# Force Group Splitting: Universal Group Support

This guide explains the `force_group` parameter that enables **any sklearn-compatible splitter** to work with grouped samples, ensuring all samples from the same group stay together in train or test sets.

## Quick Start

```python
from sklearn.model_selection import KFold, ShuffleSplit, StratifiedKFold

# Use KFold with group-awareness
{"split": KFold(n_splits=5), "force_group": "Sample_ID"}

# Use ShuffleSplit with group-awareness
{"split": ShuffleSplit(test_size=0.2), "force_group": "Sample_ID"}

# Stratify on binned y values (for regression)
{"split": KFold(n_splits=5), "force_group": "y", "n_bins": 10}
```

## Why Force Group?

### The Problem

When dealing with repeated measurements (multiple spectra per sample), standard cross-validation can cause **data leakage**:

```python
# Problem: KFold may put measurements from the same sample in both train and test
{"split": KFold(n_splits=5)}  # Data leakage risk!
```

### The Traditional Solution

Use group-aware splitters like `GroupKFold`:

```python
{"split": GroupKFold(n_splits=5), "group": "Sample_ID"}
```

But this limits you to only group-aware splitters (`GroupKFold`, `GroupShuffleSplit`, `StratifiedGroupKFold`).

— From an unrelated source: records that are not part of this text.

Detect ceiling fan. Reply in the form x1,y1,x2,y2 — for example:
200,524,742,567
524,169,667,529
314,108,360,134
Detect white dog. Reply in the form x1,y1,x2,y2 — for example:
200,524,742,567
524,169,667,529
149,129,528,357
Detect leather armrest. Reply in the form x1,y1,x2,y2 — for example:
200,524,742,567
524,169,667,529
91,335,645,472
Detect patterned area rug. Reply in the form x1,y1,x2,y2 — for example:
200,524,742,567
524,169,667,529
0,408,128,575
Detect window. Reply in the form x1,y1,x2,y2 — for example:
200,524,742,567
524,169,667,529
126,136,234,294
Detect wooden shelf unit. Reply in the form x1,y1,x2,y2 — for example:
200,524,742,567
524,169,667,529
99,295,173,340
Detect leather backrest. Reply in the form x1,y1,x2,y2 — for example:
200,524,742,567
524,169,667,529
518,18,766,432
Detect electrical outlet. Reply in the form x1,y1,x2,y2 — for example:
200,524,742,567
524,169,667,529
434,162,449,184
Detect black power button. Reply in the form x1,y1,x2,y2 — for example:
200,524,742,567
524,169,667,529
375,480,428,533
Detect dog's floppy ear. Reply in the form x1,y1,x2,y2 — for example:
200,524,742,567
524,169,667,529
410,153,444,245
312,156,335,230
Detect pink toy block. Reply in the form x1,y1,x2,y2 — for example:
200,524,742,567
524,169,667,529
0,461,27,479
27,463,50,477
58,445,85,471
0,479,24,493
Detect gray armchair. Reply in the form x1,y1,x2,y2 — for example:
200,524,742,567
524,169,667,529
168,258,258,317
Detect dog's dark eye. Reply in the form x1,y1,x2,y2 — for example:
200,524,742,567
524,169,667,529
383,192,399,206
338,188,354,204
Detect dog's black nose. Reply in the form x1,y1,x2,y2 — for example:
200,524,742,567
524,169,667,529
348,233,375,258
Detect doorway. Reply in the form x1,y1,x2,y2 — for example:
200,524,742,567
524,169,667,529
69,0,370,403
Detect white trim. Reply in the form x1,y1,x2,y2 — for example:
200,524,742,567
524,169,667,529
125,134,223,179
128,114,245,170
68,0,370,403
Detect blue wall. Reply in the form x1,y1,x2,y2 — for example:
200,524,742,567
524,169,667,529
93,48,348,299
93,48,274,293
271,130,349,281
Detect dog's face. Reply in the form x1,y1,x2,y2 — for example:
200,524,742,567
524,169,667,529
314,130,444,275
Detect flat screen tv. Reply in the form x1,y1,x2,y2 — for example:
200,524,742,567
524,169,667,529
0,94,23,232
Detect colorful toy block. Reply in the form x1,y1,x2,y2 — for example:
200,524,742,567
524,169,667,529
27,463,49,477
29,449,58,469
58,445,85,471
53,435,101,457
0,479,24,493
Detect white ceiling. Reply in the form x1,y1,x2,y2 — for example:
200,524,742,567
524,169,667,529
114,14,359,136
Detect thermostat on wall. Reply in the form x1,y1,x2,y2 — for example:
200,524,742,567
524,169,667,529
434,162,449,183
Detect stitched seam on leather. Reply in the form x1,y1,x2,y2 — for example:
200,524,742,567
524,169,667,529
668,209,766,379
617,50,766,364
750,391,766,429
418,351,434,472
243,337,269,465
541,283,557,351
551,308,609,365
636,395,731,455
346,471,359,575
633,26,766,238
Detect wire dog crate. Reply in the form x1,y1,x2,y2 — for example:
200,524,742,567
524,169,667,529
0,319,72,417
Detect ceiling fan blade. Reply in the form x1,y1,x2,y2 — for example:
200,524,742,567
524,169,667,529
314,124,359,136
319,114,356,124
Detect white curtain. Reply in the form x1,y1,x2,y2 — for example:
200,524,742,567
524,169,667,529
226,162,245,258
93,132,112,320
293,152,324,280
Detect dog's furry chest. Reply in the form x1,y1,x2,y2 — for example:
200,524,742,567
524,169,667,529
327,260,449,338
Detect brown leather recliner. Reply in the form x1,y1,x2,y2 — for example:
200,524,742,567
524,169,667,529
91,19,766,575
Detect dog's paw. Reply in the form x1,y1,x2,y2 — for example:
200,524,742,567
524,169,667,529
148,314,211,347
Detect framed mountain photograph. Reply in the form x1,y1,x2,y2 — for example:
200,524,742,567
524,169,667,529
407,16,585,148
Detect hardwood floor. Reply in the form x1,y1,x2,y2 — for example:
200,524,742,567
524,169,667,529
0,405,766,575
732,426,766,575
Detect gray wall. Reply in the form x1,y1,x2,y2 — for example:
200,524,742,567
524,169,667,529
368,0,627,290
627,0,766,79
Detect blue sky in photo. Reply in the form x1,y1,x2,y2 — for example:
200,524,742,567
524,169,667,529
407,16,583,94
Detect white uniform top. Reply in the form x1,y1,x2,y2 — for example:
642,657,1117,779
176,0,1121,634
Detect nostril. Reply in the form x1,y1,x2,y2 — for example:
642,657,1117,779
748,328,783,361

### The Force Group Solution

`force_group` wraps **any** splitter to add group-awareness:

```python
# Now ANY splitter works with groups!
{"split": KFold(n_splits=5), "force_group": "Sample_ID"}
{"split": ShuffleSplit(n_splits=10, test_size=0.2), "force_group": "Sample_ID"}
{"split": StratifiedKFold(n_splits=5), "force_group": "Sample_ID"}
```

## How It Works

1. **Aggregate**: Samples are grouped by the specified column
2. **Split**: The inner splitter works on "virtual samples" (one per group)
3. **Expand**: Fold indices are expanded back to original sample indices

```
Original Data (100 samples, 20 groups)
        ↓
   Aggregation (20 virtual samples)
        ↓
   Splitter operates on 20 samples
        ↓
   Expansion back to 100 samples
```

## Parameters

| Parameter | Type | Description |
|-----------|------|-------------|
| `force_group` | `str` | Metadata column name for grouping, or `"y"` for target-based binning |
| `aggregation` | `str` | X aggregation method: `"mean"` (default), `"median"`, `"first"` |
| `y_aggregation` | `str` | Y aggregation method: `"mean"`, `"mode"`, `"first"` (auto-detected) |
| `n_bins` | `int` | Number of bins for `force_group="y"` (default: 5) |

## Usage Examples

### Basic Group Splitting

```python
from sklearn.model_selection import KFold

pipeline = [
    {"split": KFold(n_splits=5), "force_group": "Sample_ID"},
    PLSRegression(n_components=5)
]
```

### With Different Aggregation Methods

```python
# Use median aggregation (more robust to outliers)
{"split": KFold(n_splits=5), "force_group": "Sample_ID", "aggregation": "median"}

# Use first sample per group (fastest, no actual aggregation)
{"split": ShuffleSplit(test_size=0.2), "force_group": "Sample_ID", "aggregation": "first"}
```

### Y-Binning for Regression

Use `force_group="y"` to bin continuous target values into groups:

```python
# Bin y values into 10 quantile bins, then split by bins
{"split": KFold(n_splits=5), "force_group": "y", "n_bins": 10}
```

This ensures samples with similar y values tend to be in the same fold, providing more balanced y distribution across folds.

### Stratified Splitting with Groups

For classification with group-awareness:

```python
from sklearn.model_selection import StratifiedKFold

{
    "split": StratifiedKFold(n_splits=5),
    "force_group": "Sample_ID",
    "y_aggregation": "mode"  # Use most common class in group
}
```

## Comparison with `group` Parameter

| Feature | `group` | `force_group` |
|---------|---------|---------------|
| Works with GroupKFold | ✓ | ✓ |
| Works with KFold | ✗ | ✓ |
| Works with ShuffleSplit | ✗ | ✓ |
| Works with StratifiedKFold | ✗ | ✓ |
| Y-binning support | ✗ | ✓ |
| Aggregation options | ✗ | ✓ |

## Best Practices

1. **Choose appropriate aggregation**: Use `"mean"` for normal distributions, `"median"` for outlier robustness, `"first"` for speed

2. **Set n_bins appropriately**: For `force_group="y"`:
   - More bins = finer stratification but requires more samples
   - Fewer bins = more robust but coarser grouping
   - Recommended: 5-20 bins for datasets with 100+ samples

3. **Match y_aggregation to task**:
   - Classification: use `"mode"` (most common class)
   - Regression: use `"mean"` (average value)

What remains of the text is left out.